Nutrient ingestion increases the circulating concentrations of glucose, amino acids and the incretin hormones produced by the gastrointestinal tract: glucose-dependent insulinotropic polypeptide (GIP) and glucagon-like peptide 1 (GLP1). Agonism of either the GIP receptor (GIPR) or GLP1 receptor (GLP1R) potentiates glucose-stimulated insulin secretion (GSIS) through a cyclic AMP (cAMP)-dependent mechanism. GIP also potentiates amino acid-stimulated glucagon secretion in α-cells, which occurs through as-of-yet undefined mechanisms.

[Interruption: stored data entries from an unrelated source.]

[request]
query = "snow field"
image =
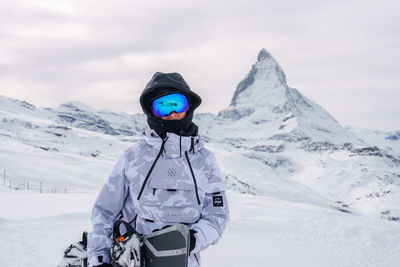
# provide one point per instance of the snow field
(263, 231)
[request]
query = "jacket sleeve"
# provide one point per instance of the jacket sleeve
(105, 211)
(215, 212)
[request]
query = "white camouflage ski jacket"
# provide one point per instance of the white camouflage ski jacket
(157, 183)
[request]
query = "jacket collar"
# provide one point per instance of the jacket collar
(175, 145)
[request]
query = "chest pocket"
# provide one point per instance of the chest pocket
(170, 185)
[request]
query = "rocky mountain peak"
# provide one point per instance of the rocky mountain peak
(263, 55)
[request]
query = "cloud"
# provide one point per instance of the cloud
(103, 53)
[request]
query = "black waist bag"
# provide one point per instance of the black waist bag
(167, 247)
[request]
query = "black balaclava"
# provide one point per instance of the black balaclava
(164, 84)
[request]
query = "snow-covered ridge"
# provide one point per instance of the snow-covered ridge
(270, 141)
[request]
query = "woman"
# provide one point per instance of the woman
(168, 178)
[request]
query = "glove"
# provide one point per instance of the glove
(192, 239)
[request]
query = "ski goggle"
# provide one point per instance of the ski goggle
(164, 105)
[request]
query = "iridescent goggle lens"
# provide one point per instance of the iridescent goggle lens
(164, 105)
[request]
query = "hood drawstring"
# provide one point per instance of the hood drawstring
(180, 145)
(152, 167)
(191, 144)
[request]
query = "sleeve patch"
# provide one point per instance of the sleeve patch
(217, 201)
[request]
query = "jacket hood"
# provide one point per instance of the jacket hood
(176, 145)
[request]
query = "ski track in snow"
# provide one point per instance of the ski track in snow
(263, 231)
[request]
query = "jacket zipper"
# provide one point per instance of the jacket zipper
(194, 178)
(152, 167)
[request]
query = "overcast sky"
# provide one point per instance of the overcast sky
(343, 55)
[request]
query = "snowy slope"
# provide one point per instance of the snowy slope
(263, 231)
(307, 184)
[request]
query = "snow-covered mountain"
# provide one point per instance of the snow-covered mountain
(271, 140)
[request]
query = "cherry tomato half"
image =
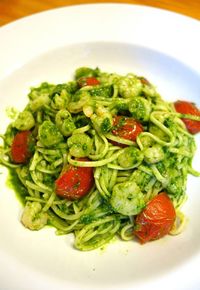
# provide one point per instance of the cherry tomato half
(22, 147)
(75, 182)
(156, 220)
(184, 107)
(126, 127)
(88, 81)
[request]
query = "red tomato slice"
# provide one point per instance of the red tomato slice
(88, 81)
(156, 220)
(184, 107)
(21, 147)
(75, 182)
(127, 128)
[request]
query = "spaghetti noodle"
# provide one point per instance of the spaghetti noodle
(74, 120)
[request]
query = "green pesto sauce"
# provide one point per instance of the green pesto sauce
(15, 184)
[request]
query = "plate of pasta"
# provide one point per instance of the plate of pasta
(99, 149)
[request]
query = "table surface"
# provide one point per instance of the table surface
(11, 10)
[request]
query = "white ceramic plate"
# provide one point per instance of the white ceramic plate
(160, 45)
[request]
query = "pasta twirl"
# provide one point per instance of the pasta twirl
(119, 126)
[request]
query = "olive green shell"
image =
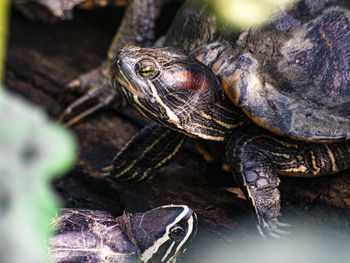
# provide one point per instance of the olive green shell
(302, 88)
(290, 76)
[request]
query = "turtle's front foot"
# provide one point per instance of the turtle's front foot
(97, 94)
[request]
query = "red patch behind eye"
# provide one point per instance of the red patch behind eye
(187, 80)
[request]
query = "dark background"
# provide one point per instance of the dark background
(43, 58)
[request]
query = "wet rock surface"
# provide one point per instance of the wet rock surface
(43, 58)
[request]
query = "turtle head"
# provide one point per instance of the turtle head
(171, 88)
(163, 233)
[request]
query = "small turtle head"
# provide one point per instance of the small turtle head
(169, 87)
(163, 233)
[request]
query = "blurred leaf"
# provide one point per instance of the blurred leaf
(4, 4)
(32, 151)
(241, 13)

The secretion of glucagon generally opposes the action of insulin and insulin negatively regulates glucagon secretion. However, there is now evidence that endocrine activity of α-cells is important for regulating glucose-stimulated insulin secretion in β-cells. Together with glucagon, α-cells also produce GLP1 through alternative processesing of the proglucagon peptide precursor, and both hormones increase the level of cAMP in β-cells to regulate insulin secretion in response to a meal. This is mostly mediated by binding of these hormones to GLP1R and to a lesser extent (dashed arrows) to the glucagon receptor (GCGR). Thus, the incretin action of GIP to stimulate insulin secretion includes both direct effects on β-cells and indirect actions on α-cells, mediated by the paracrine stimulatory effects of proglucagon-derived peptides. Urocortin 3 (UCN3) produced by β-cells initiates a separate mechanism of paracrine interaction within the islet. UCN3 enhances δ-cell activity to increase somatostatin secretion through the corticotropin-releasing hormone receptor(CRHR2). The elevation in somatostatin secretion inhibits the secretory activity of β-cells, completing a negative feedback loop.